理究の哲学(エンジン)

第一章 幸福ノ学

第四項 「幸福論」→「ウェルビーイング理論」

― 「3:1」の黄金比率 ―

前に「メタ認知能力」について触れましたが、日常生活では、「自分の感情を俯瞰する」ことを、いちいちやりません。大変ですし、やる必要がありませんから。通常、ポジティビティ感情(ポジ感)とネガティビティ感情(ネガ感)の割合は正確にわかるはずもありません。ポジティブ心理学者達は、それを研究しました。

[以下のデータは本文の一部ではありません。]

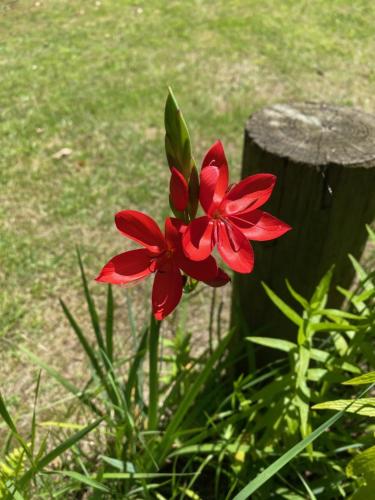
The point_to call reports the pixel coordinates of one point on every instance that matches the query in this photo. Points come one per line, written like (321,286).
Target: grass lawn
(92,77)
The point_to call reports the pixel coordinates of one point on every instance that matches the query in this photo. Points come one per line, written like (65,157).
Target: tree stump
(324,160)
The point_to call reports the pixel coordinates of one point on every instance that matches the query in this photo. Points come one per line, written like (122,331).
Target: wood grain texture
(324,160)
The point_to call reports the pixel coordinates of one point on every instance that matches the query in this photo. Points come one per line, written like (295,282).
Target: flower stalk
(153,344)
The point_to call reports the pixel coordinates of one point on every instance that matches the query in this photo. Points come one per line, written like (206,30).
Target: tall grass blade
(91,306)
(89,481)
(85,344)
(9,422)
(49,457)
(33,420)
(274,468)
(188,400)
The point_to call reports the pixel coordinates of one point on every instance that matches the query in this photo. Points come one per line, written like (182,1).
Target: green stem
(153,374)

ではここで、大雑把に今日一日、自分の感情はどうだったか、簡単な作業をしてみましょう。(少し時間が必要です。急ぎの人はこの作業は空いた時間に)
やり方は、一日の行動やエピソードを振り返って、ポジティビティ感情(ポジ感)のときは○印、ネガティビティ感情(ネガ感)のときは×印をつけてみるのです。
(例)
・朝、目覚めたとき
・朝食の前後
・メールをチェックしているとき
・家族とのやり取りのとき
・出勤するとき
・午前の勤務のとき
・ミーティング中
・昼食のとき
・雑談しているとき
・午後の勤務
・休憩中
・片付け
・夕方の時間
・帰宅後の自分の時間
・夕食中の前
・フリータイム、・・・・・・

やってみると意外に面白いものです。
自分自身の行動を振り返っても、感情の状態をチェックすることはなかなかないですよね。日記を毎日つけている人でも、あまりしないでしょう。
「今日もいろいろあったけど、あなたの感情状態は?」

心理学者たちは調査や実験など、きめ細やかな手続きで研究し、データ集積・解析、分析をしています。
バーバラ・フレドリクソン博士らの研究によると、普通の人は、ポジ感情対ネガ感情は2:1程度だそうです。つまり、ポジ感情の方が多いわけです。よく考えてみると理解できます。私たちは日々の生活の中で、たとえ不愉快なことがあっても、それを一日中引きずってはいられません。気分の悪いことがあっても、自己修正したくなる、そして回復させる、その働きが人間の脳にはあるようです。
彼女の説で面白いのは、ネガ感情を排除していないという点です。これもわかります。無理していいことはありません。自分自身を誤魔化したら、かえってネガ感情が暴発しそうですからね。彼女はネガ感情をできるだけ減らして、ポジ感情を増やそうという提案をしています。もっとも、ネガ感情をゼロにするなど、私たち普通人には、土台無理です。日々、些細な事柄に感情は反応しています。たとえば、

傘を忘れて雨に降られる・・・”あ~あ、天気チェックしておけば”(後悔)
満員電車の中で汗臭い人と密着状態・・・”おい、勘弁してよ”(不愉快)
部下の企画プレゼンが期待はずれ・・・”なにやってんだよ”(落胆)
デートの約束だったのにキャンセルされた・・・”どういうつもり!”(怒り)

豊かな人生を歩みたければ、ポジティビティ感情(ポジ感)をネガティビティ感情(ネガ感)の3倍感じるとよい、というものです。日々の生活の中での感情の量・動きに注目したのです。
この「3:1」の感情を黄金比と名づけました。なかなかインパクトがあるネーミングです。
さて、あなたの感情の状態はどうでしょうか?

今日のあなたのポジ感情とネガ感情の比は、どの程度でしょうか?
大なり小なり、いろいろなネガ感情に振り回されますが、なぜかすぐ忘れることが多い気がします。